It was nearly sundown when she started home. Jim came up to roll the empty barrel on to the sled, to place her chair against it, and help little William hitch up the oxen; but when she looked around to thank the little clown, he had disappeared. No one could tell where he had gone.
Never in her girlhood, rolling home in the stately family coach from some gay social conquest, had she felt so victorious. She jingled the silk reticule at her side with childish pleasure. She could hardly wait for the slow oxen to plod the two long miles toward home, and when they stopped in front of the little cabin she was trembling with eagerness. Hurrying up the path through the gathering dusk, she poured her treasure out on her husband's bed.

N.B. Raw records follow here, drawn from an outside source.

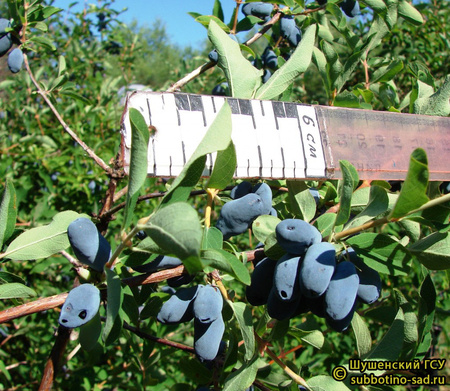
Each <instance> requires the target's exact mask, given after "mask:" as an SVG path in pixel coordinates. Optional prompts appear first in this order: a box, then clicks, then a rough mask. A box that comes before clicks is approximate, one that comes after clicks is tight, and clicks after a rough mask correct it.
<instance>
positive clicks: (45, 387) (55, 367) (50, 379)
mask: <svg viewBox="0 0 450 391" xmlns="http://www.w3.org/2000/svg"><path fill="white" fill-rule="evenodd" d="M71 332H72V329H68V328H67V327H64V326H59V328H58V335H57V336H56V341H55V344H54V345H53V348H52V352H51V353H50V357H49V359H48V361H47V364H46V365H45V369H44V375H43V376H42V380H41V384H40V386H39V391H47V390H51V389H52V385H53V380H54V379H55V374H56V372H57V371H58V368H59V366H60V362H61V359H62V356H63V354H64V351H65V350H66V346H67V343H68V342H69V339H70V334H71Z"/></svg>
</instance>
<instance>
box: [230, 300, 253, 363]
mask: <svg viewBox="0 0 450 391" xmlns="http://www.w3.org/2000/svg"><path fill="white" fill-rule="evenodd" d="M228 304H229V305H230V306H231V308H232V309H233V312H234V315H235V316H236V320H237V322H238V324H239V330H240V332H241V334H242V339H243V341H244V347H245V354H244V359H245V360H247V361H248V360H250V359H251V358H252V357H253V354H254V353H255V334H254V332H253V317H252V310H251V308H250V307H249V306H248V305H246V304H245V303H239V302H236V303H233V302H231V301H229V302H228Z"/></svg>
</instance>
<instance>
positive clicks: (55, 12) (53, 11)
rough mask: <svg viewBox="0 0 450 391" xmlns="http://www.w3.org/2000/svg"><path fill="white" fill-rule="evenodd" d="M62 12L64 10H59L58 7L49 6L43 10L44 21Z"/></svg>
mask: <svg viewBox="0 0 450 391" xmlns="http://www.w3.org/2000/svg"><path fill="white" fill-rule="evenodd" d="M61 11H62V8H57V7H53V6H51V5H48V6H46V7H44V8H43V9H42V17H43V18H44V19H48V18H49V17H50V16H52V15H55V14H57V13H58V12H61Z"/></svg>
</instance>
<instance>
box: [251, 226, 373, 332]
mask: <svg viewBox="0 0 450 391" xmlns="http://www.w3.org/2000/svg"><path fill="white" fill-rule="evenodd" d="M275 233H276V238H277V242H278V244H279V245H280V246H281V247H282V248H283V249H284V250H285V251H286V254H285V255H283V256H282V257H281V258H280V259H279V260H278V261H276V260H273V259H270V258H264V259H263V260H262V261H260V262H259V263H257V264H256V266H255V269H254V271H253V274H252V278H251V284H250V286H248V287H247V291H246V295H247V300H248V302H249V303H250V304H252V305H254V306H260V305H264V304H266V305H267V311H268V314H269V315H270V316H271V317H272V318H275V319H278V320H284V319H290V318H292V317H295V316H297V315H300V314H302V313H306V312H308V311H311V312H312V313H314V314H315V315H317V316H319V317H322V318H325V319H326V321H327V323H328V325H329V326H330V327H331V328H333V329H334V330H336V331H344V330H345V329H347V328H348V326H349V325H350V322H351V320H352V318H353V314H354V311H355V309H356V304H357V299H359V300H360V301H362V302H364V303H367V304H371V303H373V302H375V301H376V300H377V299H378V297H379V295H380V291H381V279H380V275H379V274H378V272H376V271H375V270H373V269H371V268H370V267H368V266H366V265H365V264H364V263H363V262H362V260H361V259H360V258H359V257H358V256H357V254H356V252H355V251H354V250H353V249H348V250H347V251H346V252H345V253H344V254H343V255H342V256H341V257H340V258H339V259H338V260H337V258H336V250H335V247H334V246H333V245H332V244H331V243H328V242H322V236H321V234H320V232H319V231H318V230H317V229H316V228H315V227H314V226H312V225H310V224H308V223H307V222H305V221H303V220H299V219H286V220H283V221H282V222H280V223H279V224H278V225H277V227H276V229H275ZM347 258H349V259H347Z"/></svg>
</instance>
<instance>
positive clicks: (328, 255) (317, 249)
mask: <svg viewBox="0 0 450 391" xmlns="http://www.w3.org/2000/svg"><path fill="white" fill-rule="evenodd" d="M335 267H336V251H335V249H334V246H333V245H332V244H331V243H328V242H320V243H315V244H313V245H311V246H310V247H308V249H307V250H306V254H305V255H304V256H303V261H302V262H301V265H300V271H299V282H300V291H301V292H302V294H303V295H304V296H306V297H310V298H313V297H317V296H321V295H323V294H324V293H325V291H326V290H327V288H328V284H329V283H330V280H331V276H332V275H333V273H334V268H335Z"/></svg>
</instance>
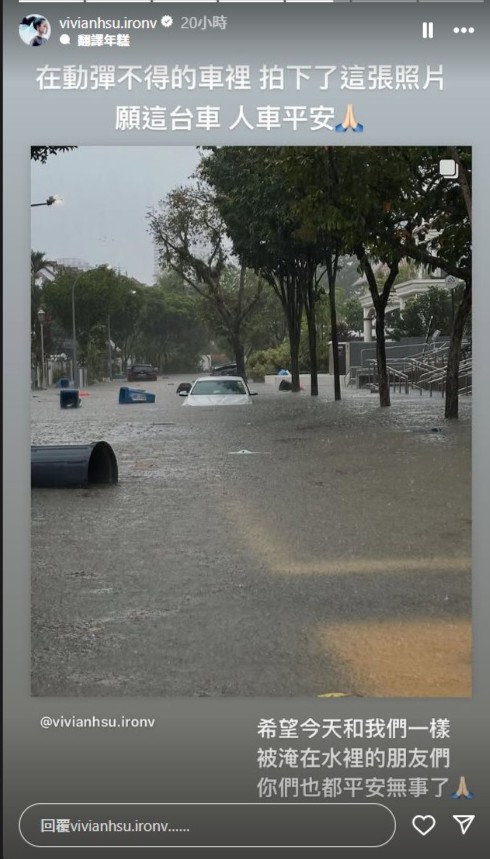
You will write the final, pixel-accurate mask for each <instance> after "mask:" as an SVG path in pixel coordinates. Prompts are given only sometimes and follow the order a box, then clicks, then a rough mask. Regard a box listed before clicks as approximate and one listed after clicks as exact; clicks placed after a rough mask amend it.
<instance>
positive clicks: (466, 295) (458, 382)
mask: <svg viewBox="0 0 490 859" xmlns="http://www.w3.org/2000/svg"><path fill="white" fill-rule="evenodd" d="M470 311H471V281H467V282H466V285H465V290H464V294H463V298H462V299H461V302H460V305H459V307H458V309H457V311H456V315H455V317H454V324H453V330H452V332H451V342H450V344H449V355H448V359H447V370H446V405H445V412H444V417H445V418H457V417H458V389H459V362H460V360H461V341H462V339H463V334H464V328H465V324H466V320H467V319H468V316H469V314H470Z"/></svg>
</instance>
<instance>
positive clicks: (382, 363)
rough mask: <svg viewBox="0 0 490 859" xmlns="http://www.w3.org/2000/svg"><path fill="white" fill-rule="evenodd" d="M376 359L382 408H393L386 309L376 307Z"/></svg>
mask: <svg viewBox="0 0 490 859" xmlns="http://www.w3.org/2000/svg"><path fill="white" fill-rule="evenodd" d="M376 358H377V362H378V384H379V404H380V406H391V401H390V383H389V379H388V371H387V368H386V339H385V308H384V307H381V306H380V304H378V306H377V307H376Z"/></svg>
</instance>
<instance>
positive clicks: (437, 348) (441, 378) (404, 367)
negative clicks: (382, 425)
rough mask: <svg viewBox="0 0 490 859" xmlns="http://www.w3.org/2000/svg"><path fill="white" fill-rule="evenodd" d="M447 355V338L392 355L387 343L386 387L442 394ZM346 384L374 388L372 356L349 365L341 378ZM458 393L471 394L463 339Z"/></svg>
mask: <svg viewBox="0 0 490 859" xmlns="http://www.w3.org/2000/svg"><path fill="white" fill-rule="evenodd" d="M448 355H449V341H447V342H442V343H440V344H438V345H437V346H431V347H430V348H429V349H427V348H424V349H423V350H422V351H421V352H420V353H418V354H416V355H409V356H405V357H396V356H395V355H394V354H393V353H392V354H391V355H390V347H389V346H387V347H386V361H387V370H388V378H389V385H390V389H391V390H392V391H393V392H399V393H405V394H409V393H413V392H418V393H419V394H420V396H422V395H423V394H424V392H426V393H428V395H429V396H430V397H431V396H432V395H433V393H434V392H436V393H439V394H441V396H442V397H444V395H445V388H446V372H447V362H448ZM344 384H345V385H346V386H354V387H356V388H358V389H361V388H368V389H370V390H371V391H376V390H377V389H378V368H377V361H376V358H367V359H366V361H365V364H364V366H360V367H350V369H349V371H348V372H347V373H346V375H345V378H344ZM459 393H460V394H462V395H465V396H471V393H472V355H471V345H470V343H469V342H468V341H463V343H462V347H461V361H460V364H459Z"/></svg>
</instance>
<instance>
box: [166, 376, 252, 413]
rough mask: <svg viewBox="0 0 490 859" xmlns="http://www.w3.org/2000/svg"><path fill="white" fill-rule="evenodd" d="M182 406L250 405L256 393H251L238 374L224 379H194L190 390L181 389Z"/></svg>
mask: <svg viewBox="0 0 490 859" xmlns="http://www.w3.org/2000/svg"><path fill="white" fill-rule="evenodd" d="M179 396H180V397H185V400H184V403H183V405H184V406H241V405H245V406H246V405H251V404H252V402H253V400H252V397H255V396H256V394H251V393H250V391H249V390H248V386H247V385H246V384H245V382H244V381H243V379H242V378H241V377H240V376H227V377H226V379H210V378H209V376H203V377H202V378H200V379H196V381H195V382H194V383H193V385H192V388H191V389H190V391H181V392H180V394H179Z"/></svg>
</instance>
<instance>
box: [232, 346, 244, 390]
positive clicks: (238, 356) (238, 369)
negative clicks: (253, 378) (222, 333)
mask: <svg viewBox="0 0 490 859" xmlns="http://www.w3.org/2000/svg"><path fill="white" fill-rule="evenodd" d="M233 351H234V353H235V361H236V366H237V376H241V377H242V379H244V380H245V382H246V381H247V373H246V370H245V347H244V345H243V343H241V341H240V340H237V339H236V340H234V341H233Z"/></svg>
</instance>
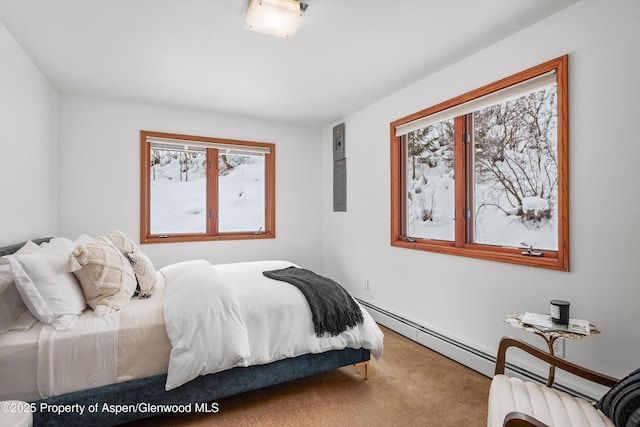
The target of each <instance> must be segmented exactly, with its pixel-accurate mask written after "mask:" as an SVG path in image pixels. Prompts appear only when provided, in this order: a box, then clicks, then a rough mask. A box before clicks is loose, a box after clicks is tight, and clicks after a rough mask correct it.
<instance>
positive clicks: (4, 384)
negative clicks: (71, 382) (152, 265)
mask: <svg viewBox="0 0 640 427" xmlns="http://www.w3.org/2000/svg"><path fill="white" fill-rule="evenodd" d="M157 278H158V281H157V283H156V286H155V288H154V290H153V293H152V295H151V297H149V298H148V299H137V298H133V299H132V300H131V301H130V302H129V304H128V305H127V307H125V308H124V309H123V310H122V311H121V312H120V313H119V320H120V322H119V328H118V335H117V341H118V351H117V365H116V366H117V371H116V379H115V380H116V382H124V381H129V380H132V379H137V378H144V377H148V376H152V375H158V374H163V373H166V372H167V366H168V364H169V353H170V352H171V343H170V342H169V338H168V337H167V332H166V329H165V325H164V318H163V314H162V313H163V312H162V307H163V304H162V303H163V299H164V278H163V276H162V275H161V274H160V273H157ZM93 317H94V314H93V310H91V309H87V310H85V311H84V312H83V313H82V315H81V316H80V319H78V323H77V324H78V325H83V324H85V323H89V322H85V321H88V320H89V319H91V318H93ZM44 326H45V325H44V324H43V323H40V322H37V323H36V324H35V325H34V326H33V327H32V328H31V329H29V330H28V331H11V332H7V333H4V334H0V378H2V381H1V382H0V400H8V399H19V400H25V401H33V400H37V399H40V398H41V396H40V392H39V390H38V351H39V343H40V335H41V333H42V329H43V327H44ZM86 333H87V334H93V331H92V330H87V331H86ZM78 356H79V357H81V355H78ZM55 363H58V364H59V363H60V361H57V362H55ZM69 364H73V361H70V363H69ZM66 371H67V373H68V372H69V370H66ZM71 373H73V372H72V371H71ZM60 374H61V373H60ZM70 381H72V382H73V378H71V379H70Z"/></svg>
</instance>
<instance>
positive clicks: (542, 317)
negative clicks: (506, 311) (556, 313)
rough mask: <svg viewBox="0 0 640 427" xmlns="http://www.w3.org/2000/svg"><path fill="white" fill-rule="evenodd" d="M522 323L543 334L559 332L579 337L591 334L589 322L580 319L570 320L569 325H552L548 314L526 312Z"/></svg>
mask: <svg viewBox="0 0 640 427" xmlns="http://www.w3.org/2000/svg"><path fill="white" fill-rule="evenodd" d="M522 323H524V324H527V325H531V326H535V327H536V328H538V329H540V330H541V331H544V332H553V331H561V332H570V333H573V334H581V335H590V334H591V329H590V327H589V322H588V321H587V320H582V319H573V318H570V319H569V324H567V325H563V324H560V323H554V322H553V320H552V319H551V315H550V314H539V313H531V312H528V311H527V312H526V313H525V314H524V316H522Z"/></svg>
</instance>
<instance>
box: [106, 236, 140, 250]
mask: <svg viewBox="0 0 640 427" xmlns="http://www.w3.org/2000/svg"><path fill="white" fill-rule="evenodd" d="M107 238H108V239H109V240H111V242H112V243H113V244H114V246H115V247H116V248H118V249H120V252H122V253H123V254H125V255H126V254H129V253H131V252H137V251H139V249H138V247H137V246H136V243H135V242H134V241H133V239H132V238H131V236H129V235H128V234H127V233H124V232H122V231H120V230H113V231H110V232H109V233H107Z"/></svg>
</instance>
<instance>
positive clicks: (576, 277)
mask: <svg viewBox="0 0 640 427" xmlns="http://www.w3.org/2000/svg"><path fill="white" fill-rule="evenodd" d="M638 40H640V2H638V1H635V0H627V1H622V0H616V1H606V2H605V1H598V0H584V1H582V2H579V3H577V4H575V5H573V6H571V7H569V8H568V9H565V10H563V11H562V12H560V13H558V14H556V15H555V16H552V17H550V18H548V19H546V20H544V21H542V22H540V23H538V24H535V25H533V26H532V27H529V28H527V29H525V30H523V31H521V32H520V33H518V34H515V35H514V36H512V37H510V38H508V39H506V40H503V41H501V42H499V43H497V44H495V45H493V46H491V47H490V48H488V49H485V50H483V51H481V52H478V53H477V54H475V55H473V56H471V57H469V58H467V59H465V60H463V61H461V62H459V63H457V64H455V65H453V66H451V67H448V68H446V69H444V70H442V71H440V72H438V73H436V74H435V75H431V76H428V77H425V78H424V79H423V80H420V81H418V82H416V83H415V84H413V85H412V86H410V87H407V88H405V89H404V90H401V91H399V92H396V93H395V94H393V95H391V96H389V97H387V98H385V99H383V100H381V101H379V102H377V103H375V104H373V105H370V106H369V107H367V108H365V109H362V110H361V111H358V112H356V113H354V114H352V115H350V116H348V117H345V118H344V120H341V121H344V122H345V125H346V131H345V147H346V157H347V172H348V175H347V182H348V189H347V194H348V201H347V205H348V212H346V213H334V212H332V211H331V197H332V196H331V192H332V174H331V172H332V170H331V164H332V157H331V147H332V142H331V132H332V126H330V127H327V128H325V129H324V131H323V153H322V157H323V166H322V167H323V184H324V185H323V208H324V210H323V212H324V214H323V221H324V240H323V255H324V272H325V274H328V275H330V276H332V277H334V278H336V279H338V280H339V281H341V282H342V283H344V284H345V285H347V286H348V287H349V289H350V290H351V291H352V293H353V294H354V295H355V296H357V297H359V298H361V299H363V300H365V301H367V302H370V303H372V304H374V305H376V306H379V307H382V308H384V309H386V310H388V311H390V312H392V313H395V314H396V315H400V316H403V317H405V318H408V319H410V320H412V321H414V322H416V323H418V324H420V325H423V326H426V327H428V328H431V329H433V330H435V331H439V332H443V333H444V334H445V335H447V336H450V337H452V338H454V339H457V340H459V341H461V342H462V343H464V344H467V345H470V346H472V347H474V348H476V349H478V350H481V351H484V352H486V353H488V354H495V352H496V350H497V344H498V340H499V338H500V337H501V336H503V335H516V336H519V337H521V338H524V339H527V340H528V341H530V342H532V343H536V344H543V342H542V340H541V339H540V338H538V337H535V336H533V335H530V334H528V333H526V332H523V331H519V330H516V329H514V328H511V327H510V326H507V325H505V323H504V322H503V319H504V316H505V315H506V314H509V313H522V312H524V311H537V312H548V304H549V300H550V299H554V298H558V299H565V300H568V301H570V302H571V315H572V317H576V318H586V319H588V320H590V321H591V322H592V323H595V324H596V325H597V326H599V327H600V329H601V331H602V334H601V335H597V336H592V337H588V338H586V339H582V340H580V341H573V342H568V343H567V349H566V354H567V357H568V358H569V359H571V360H573V361H576V362H578V363H583V364H585V365H586V366H589V367H591V368H592V369H596V370H601V371H603V372H606V373H608V374H610V375H613V376H623V375H624V374H626V373H628V372H630V371H631V370H633V369H636V368H638V367H640V366H638V354H639V353H640V310H639V309H638V303H639V302H640V279H639V277H640V262H638V252H637V250H638V242H639V241H640V226H639V225H638V220H639V219H640V200H639V199H638V197H637V195H638V182H640V172H639V171H640V168H639V167H638V159H639V158H640V142H639V140H638V137H637V132H636V131H635V129H634V128H633V126H634V125H635V124H636V123H637V122H638V117H640V106H639V105H638V95H639V94H640V83H639V79H638V70H639V69H640V55H639V50H638V47H637V41H638ZM433 42H434V43H437V40H434V41H433ZM564 54H569V93H570V107H569V108H570V149H569V150H570V167H569V169H570V233H571V240H570V242H571V248H570V250H571V272H569V273H567V272H556V271H548V270H542V269H536V268H531V267H523V266H516V265H510V264H503V263H497V262H490V261H484V260H475V259H471V258H464V257H457V256H451V255H441V254H435V253H429V252H421V251H414V250H408V249H402V248H393V247H391V246H390V178H389V162H390V160H389V123H390V122H391V121H393V120H396V119H398V118H401V117H404V116H406V115H408V114H410V113H413V112H416V111H418V110H421V109H423V108H427V107H429V106H431V105H434V104H436V103H438V102H441V101H445V100H447V99H449V98H452V97H454V96H456V95H460V94H462V93H465V92H467V91H469V90H472V89H475V88H477V87H480V86H483V85H485V84H488V83H491V82H493V81H496V80H499V79H500V78H503V77H506V76H508V75H511V74H513V73H516V72H518V71H521V70H524V69H527V68H529V67H531V66H535V65H537V64H540V63H542V62H545V61H547V60H550V59H553V58H556V57H559V56H561V55H564ZM392 56H393V55H391V53H390V57H392ZM337 123H338V122H337ZM365 277H366V278H368V279H369V281H370V290H368V291H366V290H364V286H363V279H364V278H365Z"/></svg>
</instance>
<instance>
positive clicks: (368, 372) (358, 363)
mask: <svg viewBox="0 0 640 427" xmlns="http://www.w3.org/2000/svg"><path fill="white" fill-rule="evenodd" d="M354 366H364V379H365V381H366V380H368V379H369V361H368V360H367V361H366V362H360V363H356V364H355V365H354Z"/></svg>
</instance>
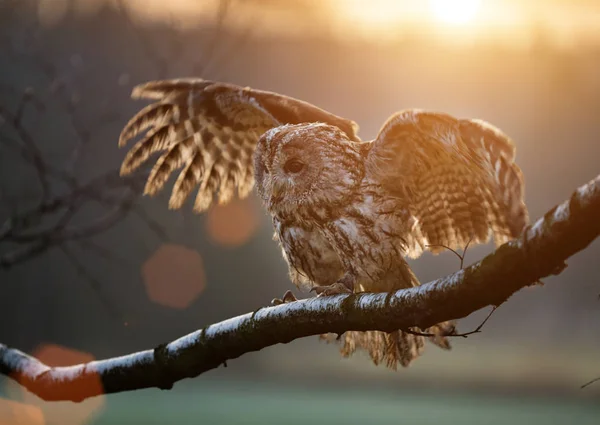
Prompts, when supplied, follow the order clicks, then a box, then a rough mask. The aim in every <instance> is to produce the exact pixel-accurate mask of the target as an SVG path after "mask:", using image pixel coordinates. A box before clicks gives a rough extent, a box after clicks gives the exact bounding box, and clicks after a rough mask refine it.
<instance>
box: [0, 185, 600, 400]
mask: <svg viewBox="0 0 600 425" xmlns="http://www.w3.org/2000/svg"><path fill="white" fill-rule="evenodd" d="M598 217H600V176H598V177H596V179H594V180H592V181H591V182H589V183H588V184H586V185H584V186H582V187H580V188H579V189H578V190H577V191H575V192H574V193H573V195H572V196H571V198H570V199H569V200H568V201H566V202H564V203H562V204H560V205H558V206H556V207H554V208H552V209H551V210H550V211H548V212H547V213H546V214H545V215H544V217H542V218H541V219H539V220H538V221H537V222H536V223H535V224H534V225H533V226H530V227H528V228H527V229H526V230H525V231H524V232H523V233H522V235H521V236H520V237H519V238H518V239H516V240H514V241H511V242H508V243H506V244H504V245H502V246H500V247H499V248H498V249H497V250H496V251H495V252H494V253H492V254H490V255H488V256H487V257H486V258H484V259H483V260H481V261H479V262H477V263H475V264H473V265H471V266H469V267H467V268H465V269H462V270H459V271H458V272H456V273H454V274H452V275H449V276H446V277H443V278H440V279H437V280H435V281H432V282H429V283H426V284H424V285H422V286H419V287H416V288H410V289H402V290H399V291H396V292H392V293H389V294H387V293H377V294H371V293H363V294H353V295H338V296H332V297H317V298H310V299H306V300H300V301H293V302H289V303H285V304H281V305H278V306H275V307H267V308H262V309H259V310H258V311H255V312H254V313H248V314H245V315H242V316H238V317H234V318H231V319H229V320H226V321H224V322H220V323H216V324H214V325H210V326H208V327H206V328H204V329H201V330H199V331H196V332H194V333H191V334H189V335H186V336H184V337H182V338H179V339H177V340H175V341H173V342H171V343H169V344H162V345H159V346H158V347H156V348H155V349H154V350H146V351H141V352H138V353H134V354H129V355H127V356H123V357H117V358H113V359H107V360H101V361H94V362H90V363H85V364H79V365H74V366H70V367H54V368H52V367H49V366H47V365H45V364H43V363H41V362H40V361H39V360H37V359H35V358H33V357H31V356H28V355H27V354H25V353H23V352H21V351H19V350H16V349H12V348H9V347H7V346H5V345H3V344H0V373H2V374H4V375H7V376H9V377H10V378H12V379H14V380H15V381H17V382H19V383H21V385H23V386H24V387H25V388H27V389H28V390H29V391H31V392H33V393H34V394H37V395H38V396H39V397H41V398H42V399H44V400H72V401H81V400H84V399H86V398H89V397H93V396H96V395H99V394H103V393H116V392H122V391H131V390H135V389H141V388H149V387H158V388H162V389H169V388H171V387H172V386H173V383H175V382H177V381H179V380H181V379H184V378H190V377H195V376H198V375H199V374H201V373H203V372H206V371H208V370H210V369H214V368H217V367H218V366H219V365H221V364H224V365H225V364H226V362H227V361H228V360H230V359H235V358H237V357H239V356H241V355H243V354H245V353H249V352H252V351H258V350H261V349H263V348H265V347H269V346H271V345H275V344H279V343H288V342H290V341H293V340H294V339H297V338H302V337H306V336H310V335H320V334H323V333H329V332H331V333H337V334H342V333H343V332H346V331H349V330H354V331H366V330H379V331H385V332H387V331H393V330H396V329H410V328H420V329H426V328H429V327H430V326H432V325H434V324H436V323H439V322H442V321H446V320H453V319H458V318H461V317H465V316H467V315H468V314H470V313H472V312H474V311H476V310H479V309H481V308H483V307H485V306H488V305H492V306H498V305H500V304H502V303H503V302H504V301H506V300H507V299H508V298H509V297H510V296H511V295H512V294H513V293H515V292H516V291H518V290H519V289H521V288H523V287H525V286H528V285H531V284H534V283H536V282H537V281H538V280H539V279H541V278H542V277H545V276H549V275H552V274H557V273H560V272H561V271H562V270H563V269H564V268H565V263H564V262H565V260H566V259H567V258H569V257H570V256H572V255H573V254H575V253H576V252H578V251H580V250H582V249H584V248H585V247H587V246H588V245H589V244H590V243H591V242H592V241H593V240H594V239H596V237H598V235H599V234H600V220H599V219H598Z"/></svg>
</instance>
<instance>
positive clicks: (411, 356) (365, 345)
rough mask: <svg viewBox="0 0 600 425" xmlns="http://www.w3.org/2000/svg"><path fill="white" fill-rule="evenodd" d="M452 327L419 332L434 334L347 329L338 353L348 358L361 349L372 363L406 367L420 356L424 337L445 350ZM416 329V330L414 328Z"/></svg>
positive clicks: (424, 337)
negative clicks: (339, 352) (352, 329)
mask: <svg viewBox="0 0 600 425" xmlns="http://www.w3.org/2000/svg"><path fill="white" fill-rule="evenodd" d="M454 329H455V325H454V322H443V323H439V324H437V325H435V326H432V327H431V328H429V329H426V330H425V331H423V332H421V333H423V334H433V335H434V336H429V337H424V336H421V335H415V334H411V333H406V332H402V331H394V332H390V333H387V332H381V331H367V332H357V331H350V332H346V333H345V334H344V335H343V336H342V338H341V339H340V342H341V344H342V346H341V348H340V352H341V353H342V355H343V356H344V357H350V356H351V355H352V354H354V352H355V351H356V350H358V349H362V350H365V351H367V352H368V353H369V356H370V357H371V360H372V361H373V363H375V365H379V364H382V363H385V365H386V366H387V367H389V368H390V369H394V370H397V369H398V365H400V366H402V367H407V366H408V365H410V363H411V362H412V361H413V360H415V359H416V358H417V357H419V356H420V355H421V353H422V352H423V349H424V347H425V339H426V338H428V339H429V340H430V341H431V342H432V343H434V344H435V345H437V346H438V347H440V348H443V349H446V350H449V349H450V348H451V347H450V342H449V341H448V338H447V336H446V335H450V334H452V333H453V332H454ZM416 331H418V330H417V329H416ZM321 338H322V339H325V340H326V341H327V342H332V341H334V340H335V339H334V338H332V337H331V336H330V335H322V336H321Z"/></svg>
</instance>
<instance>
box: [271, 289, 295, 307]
mask: <svg viewBox="0 0 600 425" xmlns="http://www.w3.org/2000/svg"><path fill="white" fill-rule="evenodd" d="M294 301H298V298H296V296H295V295H294V294H293V293H292V291H290V290H289V289H288V290H287V291H285V294H283V297H282V298H273V299H272V300H271V305H272V306H276V305H281V304H287V303H291V302H294Z"/></svg>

"Look!" she cried, laying her face on the pillow and slipping an arm around his neck. "We are going back to Maryland, dear heart!" She nestled her faded cheek against his with a happy little sob. "Oh, William, we need not be a burden any longer, for we're going home to-morrow!"
Later, the full August moon swung up over the edge of the forest. It flooded the little clearing with its white light, and turned the dusty road in front of the cabin to a broad band of silver. A slow, steady tramp of many feet marching across a wooden bridge in the distance fell on the intense stillness of the summer night.
"It's the circus," said Boone, raising his head to listen. "I reckon they're travellin' by night on account of the heat, and they'll be pushin' on down to the river."
His wife limped to the door and sat down on the step to watch for its coming, but his mother hurried out to the fence and leaned across the bars, waiting.
A strange procession of unwieldy monsters, never before seen in this peaceful woodland, loomed up in the distance, huge and black, while a stranger procession of fantastic shadows stalked grimly by its side. The sleepy keepers dozed in their saddles, filing by in ghostly silence, save for the clanking of trace-chains and the creaking of the heavy lion cages.
At the extreme end of the long line came the tired little clown on the trick mule. A sorrier-looking object could not be imagined, as he sat with his knees drawn up and his head bent dejectedly down. He did not notice the figure leaning eagerly over the bars, until she called him. Then he looked up with a start. The next instant he had dismounted and was standing bare-headed in the road before her. The moonlight made a halo of her white hair, and lighted up her gentle, aristocratic face with something of its old high-born beauty.
"I wanted to thank you," she said, holding out her slender hand to the painted little jester with the gracious dignity that had always been her charm. "You disappeared this afternoon before I could tell you how much your courtesy has done for me and mine."